Nothing comes from nothing. If you want to get fancy about it, you can trace that concept back to the Ancient Greek philosopher Parmenides. His grand idea concerned the making of the world, but it applies equally to musicians. Everybody is influenced by what came before, even the greatest of the greats. When Time Magazine drew up its list of the best electric guitar players in 2009, Saul Hudson, professionally known as Slash, ranked in second place. His major influence and the man who took the top spot was Jimi Hendrix.
“Hendrix was just otherworldly,” Slash once said. “To me, his style was indicative of his personality, because him and the guitar were sort of one.” This idea of a player being personified by his instrument had been around for some time, at least as far back as the 1920s, when the great Louis Armstrong put together his Hot Five and Hot Seven groups.
Armstrong was the first jazz player to place emphasis on soloing. Before then, jazz musicians in the old New Orleans style concentrated on group aesthetics. When Armstrong came along, he added long passages which highlighted a single player. This allowed them to express themselves in an entirely new way.

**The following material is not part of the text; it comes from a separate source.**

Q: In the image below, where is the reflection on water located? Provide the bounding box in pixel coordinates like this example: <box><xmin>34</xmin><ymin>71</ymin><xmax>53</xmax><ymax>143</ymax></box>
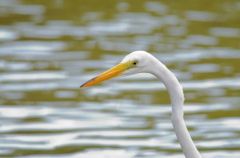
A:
<box><xmin>0</xmin><ymin>0</ymin><xmax>240</xmax><ymax>158</ymax></box>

Hendrix was arguably the first to elevate and popularise this ethos in a rock setting, and Slash grew up listening to Hendrix’s sound. “He had a way of just knowing where these notes were,” he adds, “and he draped his fingers over the strings in such a way that he knew exactly what note he should be hitting and shouldn’t be hitting. If you look at the way he formed chords, they were sort of unique to him.”
Slash was born in Hampstead, London, in 1965, at a time when Hendrix was just emerging onto the scene. Twenty years later, after a family relocation to Los Angeles, he joined Guns N’ Roses, a band formed from members of two other groups: Hollywood Rose and L.A. Guns. Slash had played alongside Guns N’ Roses’ founding members Axl Rose and Izzy Stradlin in Hollywood Rose.

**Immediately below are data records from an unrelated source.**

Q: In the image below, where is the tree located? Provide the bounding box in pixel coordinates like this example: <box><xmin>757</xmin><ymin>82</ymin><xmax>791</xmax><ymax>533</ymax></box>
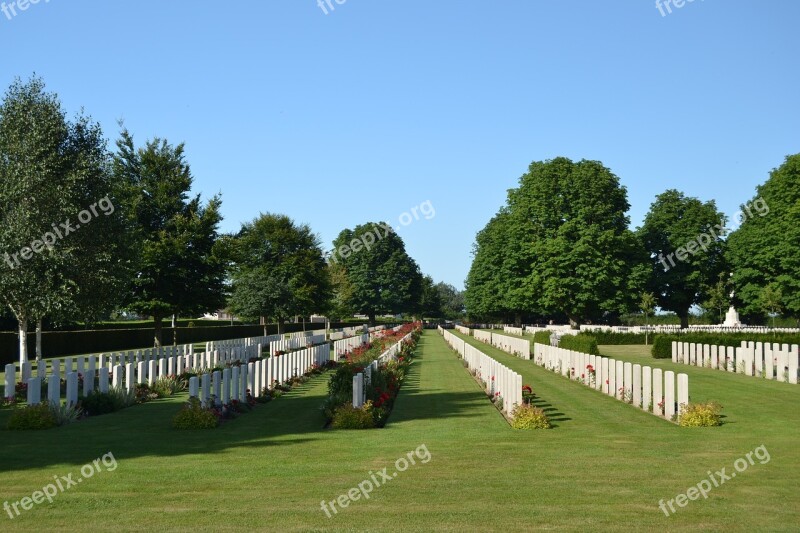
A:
<box><xmin>638</xmin><ymin>189</ymin><xmax>725</xmax><ymax>328</ymax></box>
<box><xmin>639</xmin><ymin>292</ymin><xmax>656</xmax><ymax>345</ymax></box>
<box><xmin>419</xmin><ymin>276</ymin><xmax>444</xmax><ymax>318</ymax></box>
<box><xmin>436</xmin><ymin>281</ymin><xmax>465</xmax><ymax>320</ymax></box>
<box><xmin>113</xmin><ymin>128</ymin><xmax>225</xmax><ymax>346</ymax></box>
<box><xmin>0</xmin><ymin>78</ymin><xmax>126</xmax><ymax>363</ymax></box>
<box><xmin>229</xmin><ymin>214</ymin><xmax>331</xmax><ymax>331</ymax></box>
<box><xmin>507</xmin><ymin>157</ymin><xmax>643</xmax><ymax>328</ymax></box>
<box><xmin>703</xmin><ymin>274</ymin><xmax>730</xmax><ymax>324</ymax></box>
<box><xmin>333</xmin><ymin>223</ymin><xmax>422</xmax><ymax>325</ymax></box>
<box><xmin>760</xmin><ymin>283</ymin><xmax>783</xmax><ymax>329</ymax></box>
<box><xmin>727</xmin><ymin>154</ymin><xmax>800</xmax><ymax>320</ymax></box>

He replaced Tracii Guns in this new outfit. The Guns N’ Roses debut album, Appetite for Destruction, was released in 1987 and initially failed to make any significant impact. Things changed drastically the following year. The band began touring, and singles ‘Welcome to the Jungle’, ‘Paradise City’, and ‘Sweet Child o’ Mine’ charted highly in both the US and the UK, the latter giving the band their only US number one single.
A large part of the record’s appeal lay in Slash’s extraordinary guitar work, which veered in the space of a song between cutting and angular and high, keening, expressiveness. The band provided an impressive bedrock, and the combination of solid songwriting with Axl Rose’s distinctive vocals and Slash’s guitar propelled Appetite to the Billboard number one spot. Over time, it would become the seventh best-selling album in US history. Things might have been different if Slash hadn’t discovered Hendrix, but Hendrix’s big break was also a matter of chance.

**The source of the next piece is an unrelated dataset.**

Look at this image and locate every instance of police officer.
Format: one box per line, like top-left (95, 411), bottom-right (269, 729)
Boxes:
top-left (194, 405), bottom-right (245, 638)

In the early 1960s, when the Isley Brothers found themselves without a guitarist. They hunted down a young man about whom they had heard good things. Hendrix couldn’t oblige them with a performance, as his guitar was in the pawn shop. The Brothers paid to retrieve it. There was another problem. The guitar was lacking strings. The Brothers supplied new ones. As Hendrix strung his guitar, he told the watching musicians how much he liked their song, ‘Twist and Shout.’ Then he began playing the tune. It was probably the shortest audition in rock history. As soon as Hendrix’s fingers hit the strings, the Isleys knew they were onto something special.
After 40 years in the business, Slash has little left to prove. He was part of one of the defining rock bands of the 1980s and 1990s and has guested on works by Michael Jackson, Bob Dylan, Carol King, The Yardbirds and Ray Charles. You can be sure he would have had no disappointment about being ranked second behind his idol.